The advisory committee said it has identified “various programmatic and policy decisions” that have “enshrined and perpetuated” harm to Black residents of San Francisco.”

According to the proposal, a one-time, lump sum payment of $5 million to each Black resident of the city would “compensate the affected population for the decades of harms that they have experienced, and will redress the economic and opportunity losses” which were caused by “intentional decisions and unintended harms perpetuated by City policy.”

The payments would cost San Francisco an estimated $50 billion. San Francisco’s annual budget is $14 billion for comparison.

The committee has also proposed San Francisco supplement the incomes of Black lower-income households to reflect the Area Median Income for a minimum of 250 years. The AMI of San Fransico in 2022 was $97,000.

The proposal also requests the city provide access to financial education, create a public bank framework for “unbanked” people, offer retirement services, recruit a Black-owned community bank, and offer tax credits for those who qualify for reparations. 

San Francisco was also asked to dispel all educational, personal, and credit card debts as well as payday loans incurred by Black households. 

In addition to being at least 18 years of age and being Black “on public documents for at least 10 years,” residents will qualify for reparations and the additional suggested support if they met two of eight criteria, which include: being born in the city between 1940 and 1996 and resided there for at least 13 years, having migrated to the city between 1940 and 1996 and having resided there for at least 13 years, being “personally, or the direct descendant of someone, incarcerated by the failed War on Drugs,” show proof “of attendance in San Francisco public schools during the time of the consent decree to complete desegregation within the school system,” be a “listed, or the direct descendant of, a Certificate of Preference holder,” or have been “displaced, or the direct descendant of someone displaced, from San Francisco by Urban Renewal between 1954 and 1973.”

Residents could also be either the “descendant of someone enslaved through US chattel slavery before 1865” or a “member of an historically marginalized group that experienced lending discrimination in San Francisco between 1937 and 1968 or, subsequently, experienced lending discrimination in formerly redlined San Francisco communities between 1968 and 2008.”

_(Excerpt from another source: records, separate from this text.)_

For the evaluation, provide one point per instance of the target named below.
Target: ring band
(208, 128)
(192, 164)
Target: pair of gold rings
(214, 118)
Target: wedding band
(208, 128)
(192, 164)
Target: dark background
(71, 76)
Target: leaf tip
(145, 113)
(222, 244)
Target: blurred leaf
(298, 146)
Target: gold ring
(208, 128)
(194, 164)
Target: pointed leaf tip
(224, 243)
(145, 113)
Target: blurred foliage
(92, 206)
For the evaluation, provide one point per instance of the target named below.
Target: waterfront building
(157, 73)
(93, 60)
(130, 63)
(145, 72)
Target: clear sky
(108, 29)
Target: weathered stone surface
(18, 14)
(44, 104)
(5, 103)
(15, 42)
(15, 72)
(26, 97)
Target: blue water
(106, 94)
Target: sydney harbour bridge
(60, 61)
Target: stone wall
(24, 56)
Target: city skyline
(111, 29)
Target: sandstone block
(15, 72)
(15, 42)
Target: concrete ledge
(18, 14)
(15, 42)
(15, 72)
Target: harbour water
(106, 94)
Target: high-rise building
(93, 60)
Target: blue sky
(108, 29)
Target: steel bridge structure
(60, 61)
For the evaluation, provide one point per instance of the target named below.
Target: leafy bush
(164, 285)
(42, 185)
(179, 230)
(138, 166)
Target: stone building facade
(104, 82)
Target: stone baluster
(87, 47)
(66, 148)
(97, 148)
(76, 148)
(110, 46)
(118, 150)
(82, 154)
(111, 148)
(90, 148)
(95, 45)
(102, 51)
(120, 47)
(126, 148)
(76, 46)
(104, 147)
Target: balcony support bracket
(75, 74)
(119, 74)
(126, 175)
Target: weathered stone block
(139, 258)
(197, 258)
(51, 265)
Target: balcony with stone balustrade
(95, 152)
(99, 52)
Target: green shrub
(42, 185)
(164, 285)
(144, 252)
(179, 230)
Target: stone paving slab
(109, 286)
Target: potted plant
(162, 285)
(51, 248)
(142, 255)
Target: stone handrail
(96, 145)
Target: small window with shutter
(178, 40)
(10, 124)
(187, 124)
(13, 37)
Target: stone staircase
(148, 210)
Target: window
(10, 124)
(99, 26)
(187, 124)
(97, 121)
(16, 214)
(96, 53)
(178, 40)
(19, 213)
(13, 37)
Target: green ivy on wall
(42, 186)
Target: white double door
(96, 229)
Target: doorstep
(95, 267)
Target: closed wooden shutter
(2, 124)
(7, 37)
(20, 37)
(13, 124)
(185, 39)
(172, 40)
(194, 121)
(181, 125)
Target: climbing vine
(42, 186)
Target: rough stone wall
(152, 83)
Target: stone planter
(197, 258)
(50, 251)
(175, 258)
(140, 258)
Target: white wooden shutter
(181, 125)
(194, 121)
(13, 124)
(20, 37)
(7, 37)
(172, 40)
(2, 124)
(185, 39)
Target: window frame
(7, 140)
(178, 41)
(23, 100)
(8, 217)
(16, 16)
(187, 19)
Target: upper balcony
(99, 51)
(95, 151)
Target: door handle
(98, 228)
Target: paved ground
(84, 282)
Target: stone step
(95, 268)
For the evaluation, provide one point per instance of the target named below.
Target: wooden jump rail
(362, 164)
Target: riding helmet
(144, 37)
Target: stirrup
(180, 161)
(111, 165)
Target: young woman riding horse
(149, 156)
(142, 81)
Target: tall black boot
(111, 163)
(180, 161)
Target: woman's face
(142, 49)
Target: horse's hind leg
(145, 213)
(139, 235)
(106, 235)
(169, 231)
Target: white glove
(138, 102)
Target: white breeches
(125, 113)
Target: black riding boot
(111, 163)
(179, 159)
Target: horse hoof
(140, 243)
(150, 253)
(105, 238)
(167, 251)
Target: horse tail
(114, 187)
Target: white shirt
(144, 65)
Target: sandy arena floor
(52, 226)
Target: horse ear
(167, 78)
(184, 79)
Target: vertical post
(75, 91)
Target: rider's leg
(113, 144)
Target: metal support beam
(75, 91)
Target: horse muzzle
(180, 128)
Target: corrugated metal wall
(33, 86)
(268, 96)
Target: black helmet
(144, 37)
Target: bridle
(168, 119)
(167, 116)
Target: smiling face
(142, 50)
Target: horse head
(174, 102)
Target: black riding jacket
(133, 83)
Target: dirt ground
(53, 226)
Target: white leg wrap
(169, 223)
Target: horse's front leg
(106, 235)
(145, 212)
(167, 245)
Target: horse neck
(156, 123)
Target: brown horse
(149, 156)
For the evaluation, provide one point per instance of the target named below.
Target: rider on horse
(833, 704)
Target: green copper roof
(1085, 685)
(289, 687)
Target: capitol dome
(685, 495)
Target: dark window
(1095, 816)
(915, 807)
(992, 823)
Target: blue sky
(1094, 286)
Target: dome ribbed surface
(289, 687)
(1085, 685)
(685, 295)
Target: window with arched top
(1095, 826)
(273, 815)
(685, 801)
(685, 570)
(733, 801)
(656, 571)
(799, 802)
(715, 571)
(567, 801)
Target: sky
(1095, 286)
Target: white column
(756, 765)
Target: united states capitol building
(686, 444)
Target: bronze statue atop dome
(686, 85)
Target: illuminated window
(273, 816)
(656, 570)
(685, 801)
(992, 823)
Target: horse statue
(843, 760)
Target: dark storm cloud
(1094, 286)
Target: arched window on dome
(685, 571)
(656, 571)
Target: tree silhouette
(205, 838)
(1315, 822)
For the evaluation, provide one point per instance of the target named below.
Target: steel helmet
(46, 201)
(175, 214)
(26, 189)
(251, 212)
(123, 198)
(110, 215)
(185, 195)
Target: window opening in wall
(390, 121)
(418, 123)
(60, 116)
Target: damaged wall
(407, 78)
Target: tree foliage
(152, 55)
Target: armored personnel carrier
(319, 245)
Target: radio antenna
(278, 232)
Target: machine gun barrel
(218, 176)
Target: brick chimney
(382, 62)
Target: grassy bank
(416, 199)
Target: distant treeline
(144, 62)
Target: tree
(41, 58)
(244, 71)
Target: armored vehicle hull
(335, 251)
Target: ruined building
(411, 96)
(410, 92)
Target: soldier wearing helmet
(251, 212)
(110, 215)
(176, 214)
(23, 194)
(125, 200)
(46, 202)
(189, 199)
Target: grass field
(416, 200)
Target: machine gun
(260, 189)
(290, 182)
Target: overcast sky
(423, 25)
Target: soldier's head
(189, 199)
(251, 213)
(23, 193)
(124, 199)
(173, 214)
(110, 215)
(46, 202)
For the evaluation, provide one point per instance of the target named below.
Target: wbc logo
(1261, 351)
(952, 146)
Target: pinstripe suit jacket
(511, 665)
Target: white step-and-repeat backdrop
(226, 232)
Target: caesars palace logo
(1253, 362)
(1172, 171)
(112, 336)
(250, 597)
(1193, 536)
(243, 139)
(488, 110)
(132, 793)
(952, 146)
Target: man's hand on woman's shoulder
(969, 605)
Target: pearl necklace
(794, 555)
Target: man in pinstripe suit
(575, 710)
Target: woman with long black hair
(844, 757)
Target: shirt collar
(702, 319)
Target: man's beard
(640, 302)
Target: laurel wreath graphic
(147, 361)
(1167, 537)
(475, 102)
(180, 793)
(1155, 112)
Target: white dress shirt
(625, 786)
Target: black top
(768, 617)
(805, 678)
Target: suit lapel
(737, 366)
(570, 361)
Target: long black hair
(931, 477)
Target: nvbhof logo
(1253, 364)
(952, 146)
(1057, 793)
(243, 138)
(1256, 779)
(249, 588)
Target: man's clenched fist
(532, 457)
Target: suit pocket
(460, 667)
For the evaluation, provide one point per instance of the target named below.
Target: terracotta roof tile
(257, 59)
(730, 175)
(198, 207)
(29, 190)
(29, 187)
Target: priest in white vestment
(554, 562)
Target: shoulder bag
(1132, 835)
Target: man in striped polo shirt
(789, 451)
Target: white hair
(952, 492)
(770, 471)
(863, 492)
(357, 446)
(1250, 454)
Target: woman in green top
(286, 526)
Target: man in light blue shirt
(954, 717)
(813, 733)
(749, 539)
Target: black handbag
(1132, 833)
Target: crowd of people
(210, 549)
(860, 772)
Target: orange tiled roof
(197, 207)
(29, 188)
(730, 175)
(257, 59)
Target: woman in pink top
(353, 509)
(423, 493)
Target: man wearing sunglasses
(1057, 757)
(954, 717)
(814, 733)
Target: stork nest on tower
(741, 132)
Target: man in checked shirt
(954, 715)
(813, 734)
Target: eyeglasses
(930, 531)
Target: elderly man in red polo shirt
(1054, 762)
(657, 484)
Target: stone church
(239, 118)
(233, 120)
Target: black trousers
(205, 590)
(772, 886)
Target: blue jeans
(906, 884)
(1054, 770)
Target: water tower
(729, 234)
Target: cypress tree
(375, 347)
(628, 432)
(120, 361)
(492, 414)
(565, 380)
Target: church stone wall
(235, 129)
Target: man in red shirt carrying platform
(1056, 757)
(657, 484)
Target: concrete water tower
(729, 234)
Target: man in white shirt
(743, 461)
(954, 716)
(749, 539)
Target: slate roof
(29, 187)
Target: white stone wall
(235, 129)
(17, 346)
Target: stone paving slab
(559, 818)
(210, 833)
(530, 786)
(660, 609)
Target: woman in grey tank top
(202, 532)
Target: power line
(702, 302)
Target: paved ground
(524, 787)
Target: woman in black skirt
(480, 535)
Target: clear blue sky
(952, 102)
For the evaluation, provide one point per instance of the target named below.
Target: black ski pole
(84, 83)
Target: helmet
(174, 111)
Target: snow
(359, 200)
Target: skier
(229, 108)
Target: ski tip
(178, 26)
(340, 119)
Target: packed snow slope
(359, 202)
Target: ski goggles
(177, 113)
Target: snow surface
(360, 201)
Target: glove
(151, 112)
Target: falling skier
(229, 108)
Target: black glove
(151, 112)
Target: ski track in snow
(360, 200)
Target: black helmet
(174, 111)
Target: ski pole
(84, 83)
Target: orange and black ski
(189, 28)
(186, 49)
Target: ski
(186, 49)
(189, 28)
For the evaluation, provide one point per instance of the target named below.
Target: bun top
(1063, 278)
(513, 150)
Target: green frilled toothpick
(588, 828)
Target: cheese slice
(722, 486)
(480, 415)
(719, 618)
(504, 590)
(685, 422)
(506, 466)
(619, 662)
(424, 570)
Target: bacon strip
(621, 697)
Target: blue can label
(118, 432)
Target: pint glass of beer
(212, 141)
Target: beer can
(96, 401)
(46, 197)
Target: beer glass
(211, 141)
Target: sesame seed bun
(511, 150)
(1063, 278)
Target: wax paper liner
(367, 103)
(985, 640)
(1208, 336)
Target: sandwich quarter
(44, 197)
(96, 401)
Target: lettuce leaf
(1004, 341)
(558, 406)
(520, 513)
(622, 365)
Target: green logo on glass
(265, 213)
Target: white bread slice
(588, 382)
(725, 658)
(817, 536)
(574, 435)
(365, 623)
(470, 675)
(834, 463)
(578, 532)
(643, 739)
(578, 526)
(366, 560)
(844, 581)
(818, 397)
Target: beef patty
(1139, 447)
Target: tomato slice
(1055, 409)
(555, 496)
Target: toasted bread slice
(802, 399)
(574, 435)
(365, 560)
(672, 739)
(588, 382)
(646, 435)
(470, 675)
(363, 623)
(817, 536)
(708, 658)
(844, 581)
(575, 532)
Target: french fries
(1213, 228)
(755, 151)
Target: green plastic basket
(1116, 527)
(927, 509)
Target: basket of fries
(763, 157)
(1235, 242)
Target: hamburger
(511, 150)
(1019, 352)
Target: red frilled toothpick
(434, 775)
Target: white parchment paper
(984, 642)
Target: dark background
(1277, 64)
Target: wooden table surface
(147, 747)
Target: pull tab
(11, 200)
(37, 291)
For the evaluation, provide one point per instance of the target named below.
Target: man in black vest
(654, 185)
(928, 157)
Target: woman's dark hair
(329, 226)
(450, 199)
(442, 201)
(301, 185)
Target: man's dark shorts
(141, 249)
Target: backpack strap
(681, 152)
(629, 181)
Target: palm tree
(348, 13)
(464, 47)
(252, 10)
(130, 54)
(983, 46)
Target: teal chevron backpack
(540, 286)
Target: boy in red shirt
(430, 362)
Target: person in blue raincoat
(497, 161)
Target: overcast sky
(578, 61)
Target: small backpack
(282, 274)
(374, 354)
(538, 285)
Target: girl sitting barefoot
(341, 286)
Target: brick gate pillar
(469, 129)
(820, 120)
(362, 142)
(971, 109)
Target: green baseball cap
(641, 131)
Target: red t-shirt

The advisory committee’s proposal was prepared by the staff of the San Francisco Human Rights Commission. It will be reviewed and considered by Mayor London Breed, the San Francisco Board of Supervisors, and the San Francisco Human Rights Commission.

The city’s African American Reparations Advisory Committee was established in May 2021 and is comprised of 15 appointed members. The group focuses on “improving education, housing, workforce development, economic opportunities, financial stability, small businesses, transit access, and food security while reducing violence, health disparities and over-criminalization” of Black people in San Francisco.